耳すま日記

NPO法人耳をすませばのブログです

忘れなかった言葉

 

 私の小学生時代はテレビっ子でした。両親が夜の仕事でしたので、誰にも咎められずに一人で夜遅くまでテレビを見ていて、11PMという大人向けの番組を12時ころまで見ていたこともありました。アニメの番組はもちろん、提供会社のCMまで覚えていて、家族はあきれ返っています。自由気ままな生活を送っていたと改めて思います。

 

 夏休み、冬休みは昼もテレビ三昧で、奥様向けのワイドショーまで見ていました。今はほとんどテレビを見ないのは、子供時代に一生分見てしまったからではないかと思うくらいです。

 そんなワイドショーの中に人生相談のようなコーナーがあり、その冒頭に流れる言葉がありました。

なぜかその言葉をいままでずっと忘れず、いろいろな場面で頭をよぎっています。

 

 それは「幸福な家庭はみな一緒だが、不幸な家庭はみなそれぞれに不幸である」という言葉です。

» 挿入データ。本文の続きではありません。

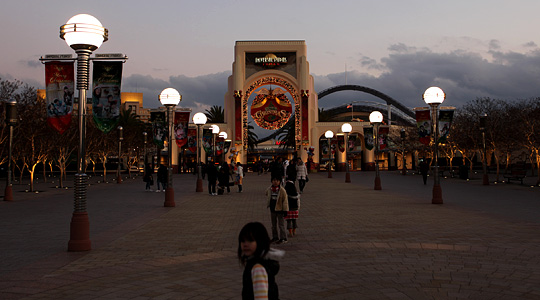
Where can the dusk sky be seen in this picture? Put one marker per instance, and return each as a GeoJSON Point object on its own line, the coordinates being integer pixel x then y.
{"type": "Point", "coordinates": [469, 48]}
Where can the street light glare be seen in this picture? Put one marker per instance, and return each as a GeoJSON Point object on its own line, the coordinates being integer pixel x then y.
{"type": "Point", "coordinates": [434, 95]}
{"type": "Point", "coordinates": [346, 128]}
{"type": "Point", "coordinates": [329, 134]}
{"type": "Point", "coordinates": [82, 31]}
{"type": "Point", "coordinates": [169, 96]}
{"type": "Point", "coordinates": [199, 119]}
{"type": "Point", "coordinates": [375, 117]}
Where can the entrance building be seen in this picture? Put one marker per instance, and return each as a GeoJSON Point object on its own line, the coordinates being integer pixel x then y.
{"type": "Point", "coordinates": [271, 82]}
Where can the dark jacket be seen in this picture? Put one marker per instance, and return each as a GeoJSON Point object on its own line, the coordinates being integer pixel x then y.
{"type": "Point", "coordinates": [292, 195]}
{"type": "Point", "coordinates": [212, 172]}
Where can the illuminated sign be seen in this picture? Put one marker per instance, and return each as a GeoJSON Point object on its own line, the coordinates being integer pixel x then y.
{"type": "Point", "coordinates": [270, 60]}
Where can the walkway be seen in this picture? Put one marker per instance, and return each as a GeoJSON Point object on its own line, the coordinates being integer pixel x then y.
{"type": "Point", "coordinates": [353, 242]}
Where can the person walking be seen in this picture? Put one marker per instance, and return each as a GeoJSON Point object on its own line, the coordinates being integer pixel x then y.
{"type": "Point", "coordinates": [301, 174]}
{"type": "Point", "coordinates": [223, 178]}
{"type": "Point", "coordinates": [291, 171]}
{"type": "Point", "coordinates": [260, 263]}
{"type": "Point", "coordinates": [278, 204]}
{"type": "Point", "coordinates": [294, 206]}
{"type": "Point", "coordinates": [162, 177]}
{"type": "Point", "coordinates": [239, 175]}
{"type": "Point", "coordinates": [148, 177]}
{"type": "Point", "coordinates": [212, 173]}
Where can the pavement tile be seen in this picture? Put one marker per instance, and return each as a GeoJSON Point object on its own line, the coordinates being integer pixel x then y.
{"type": "Point", "coordinates": [352, 243]}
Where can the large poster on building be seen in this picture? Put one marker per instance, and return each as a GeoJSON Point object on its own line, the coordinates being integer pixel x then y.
{"type": "Point", "coordinates": [59, 81]}
{"type": "Point", "coordinates": [107, 78]}
{"type": "Point", "coordinates": [271, 109]}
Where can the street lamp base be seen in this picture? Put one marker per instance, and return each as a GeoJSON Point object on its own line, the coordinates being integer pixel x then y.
{"type": "Point", "coordinates": [378, 183]}
{"type": "Point", "coordinates": [80, 232]}
{"type": "Point", "coordinates": [169, 197]}
{"type": "Point", "coordinates": [437, 195]}
{"type": "Point", "coordinates": [485, 179]}
{"type": "Point", "coordinates": [199, 185]}
{"type": "Point", "coordinates": [8, 193]}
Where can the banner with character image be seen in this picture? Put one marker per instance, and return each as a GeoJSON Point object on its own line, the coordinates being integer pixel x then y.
{"type": "Point", "coordinates": [107, 78]}
{"type": "Point", "coordinates": [59, 80]}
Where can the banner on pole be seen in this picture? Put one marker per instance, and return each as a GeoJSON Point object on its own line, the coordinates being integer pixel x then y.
{"type": "Point", "coordinates": [368, 137]}
{"type": "Point", "coordinates": [445, 121]}
{"type": "Point", "coordinates": [159, 128]}
{"type": "Point", "coordinates": [59, 81]}
{"type": "Point", "coordinates": [181, 120]}
{"type": "Point", "coordinates": [192, 140]}
{"type": "Point", "coordinates": [107, 78]}
{"type": "Point", "coordinates": [423, 123]}
{"type": "Point", "coordinates": [383, 137]}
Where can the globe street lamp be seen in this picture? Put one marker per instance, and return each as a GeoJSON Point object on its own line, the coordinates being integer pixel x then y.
{"type": "Point", "coordinates": [346, 128]}
{"type": "Point", "coordinates": [199, 119]}
{"type": "Point", "coordinates": [84, 34]}
{"type": "Point", "coordinates": [11, 120]}
{"type": "Point", "coordinates": [485, 177]}
{"type": "Point", "coordinates": [215, 132]}
{"type": "Point", "coordinates": [434, 96]}
{"type": "Point", "coordinates": [329, 135]}
{"type": "Point", "coordinates": [404, 168]}
{"type": "Point", "coordinates": [376, 118]}
{"type": "Point", "coordinates": [170, 98]}
{"type": "Point", "coordinates": [223, 135]}
{"type": "Point", "coordinates": [120, 139]}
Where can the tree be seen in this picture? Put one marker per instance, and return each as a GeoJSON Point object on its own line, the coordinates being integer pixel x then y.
{"type": "Point", "coordinates": [216, 114]}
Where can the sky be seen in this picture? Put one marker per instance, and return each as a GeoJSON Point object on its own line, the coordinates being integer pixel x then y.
{"type": "Point", "coordinates": [469, 48]}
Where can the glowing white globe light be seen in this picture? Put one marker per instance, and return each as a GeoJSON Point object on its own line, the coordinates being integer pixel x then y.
{"type": "Point", "coordinates": [84, 32]}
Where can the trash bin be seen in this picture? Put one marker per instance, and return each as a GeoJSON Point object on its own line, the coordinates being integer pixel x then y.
{"type": "Point", "coordinates": [463, 172]}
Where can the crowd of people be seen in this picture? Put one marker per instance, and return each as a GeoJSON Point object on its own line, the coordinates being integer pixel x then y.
{"type": "Point", "coordinates": [260, 262]}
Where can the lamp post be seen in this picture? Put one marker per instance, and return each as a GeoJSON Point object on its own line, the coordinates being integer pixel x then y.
{"type": "Point", "coordinates": [199, 119]}
{"type": "Point", "coordinates": [84, 34]}
{"type": "Point", "coordinates": [120, 139]}
{"type": "Point", "coordinates": [170, 98]}
{"type": "Point", "coordinates": [329, 135]}
{"type": "Point", "coordinates": [346, 128]}
{"type": "Point", "coordinates": [11, 120]}
{"type": "Point", "coordinates": [223, 135]}
{"type": "Point", "coordinates": [403, 134]}
{"type": "Point", "coordinates": [434, 96]}
{"type": "Point", "coordinates": [376, 118]}
{"type": "Point", "coordinates": [485, 177]}
{"type": "Point", "coordinates": [215, 132]}
{"type": "Point", "coordinates": [145, 134]}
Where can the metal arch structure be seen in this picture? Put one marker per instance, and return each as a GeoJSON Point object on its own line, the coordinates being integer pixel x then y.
{"type": "Point", "coordinates": [350, 87]}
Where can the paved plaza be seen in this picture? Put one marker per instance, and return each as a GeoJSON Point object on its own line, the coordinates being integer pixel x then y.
{"type": "Point", "coordinates": [353, 242]}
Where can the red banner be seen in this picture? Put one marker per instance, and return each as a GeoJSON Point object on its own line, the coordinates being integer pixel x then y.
{"type": "Point", "coordinates": [423, 122]}
{"type": "Point", "coordinates": [192, 140]}
{"type": "Point", "coordinates": [181, 120]}
{"type": "Point", "coordinates": [59, 81]}
{"type": "Point", "coordinates": [383, 136]}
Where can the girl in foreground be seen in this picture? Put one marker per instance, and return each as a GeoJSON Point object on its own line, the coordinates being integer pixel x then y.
{"type": "Point", "coordinates": [259, 261]}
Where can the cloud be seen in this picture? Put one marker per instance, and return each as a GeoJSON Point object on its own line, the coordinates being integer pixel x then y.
{"type": "Point", "coordinates": [198, 93]}
{"type": "Point", "coordinates": [403, 75]}
{"type": "Point", "coordinates": [463, 75]}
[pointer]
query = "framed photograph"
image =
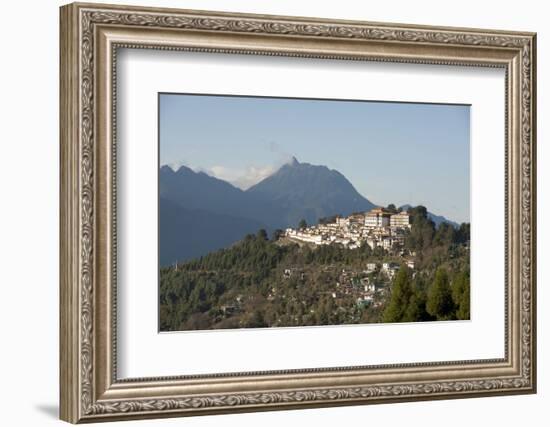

この言葉の出典を知ったのは高校生になったときです。高校1年生の夏休みに読書感想文を書くことになり、何か大作を選んでやろうと意気込んで、ロシアのドストエフスキートルストイの本を選ぶことにしました。選ぶ過程で、トルストイの「アンナ・カレニーナ」を開いた真っ先に書いてあった言葉が「幸福な家庭はみな一緒だが、不幸な家庭はみなそれぞれに不幸である」でした。表現はもう少し難しく書いてありましたが、ああこれだと思いました。

 

 60年以上生きてきて、確かに幸福だと感じる状態は似たようなもので、不幸だと感じる状態はそれぞれ異なっていたと実感しています。NPO活動等でさまざまな人や情報に接していると、この言葉は多くの人にとって真実なのだと思っています。最近発生している事件をみても、みなそれぞれに葛藤を抱えて苦しみながら必死に生きようとし、あるものはそれに押しつぶされてしまう姿が見えてきます。

 

 これから人口減少、高齢化が一段と進んでいくと、これまで体験したことないような状況がさまざまな場面で現われてくるでしょう。「長寿」という言葉がありますが、100年生きて本当に「長寿」と思える人がどれだけいるか不安に思う時もあります。

 

 NPO法人耳をすませば」では、高齢者介護予防事業としてiPadを利用した事業を開始しました。

少しでも高齢者の方々が元気に暮らしていけるようにサポートしていかねばと思っています。

100年生きてよかったと本人やまわりが思えるような社会づくりに少しでも貢献できるよう活動を推進していきます。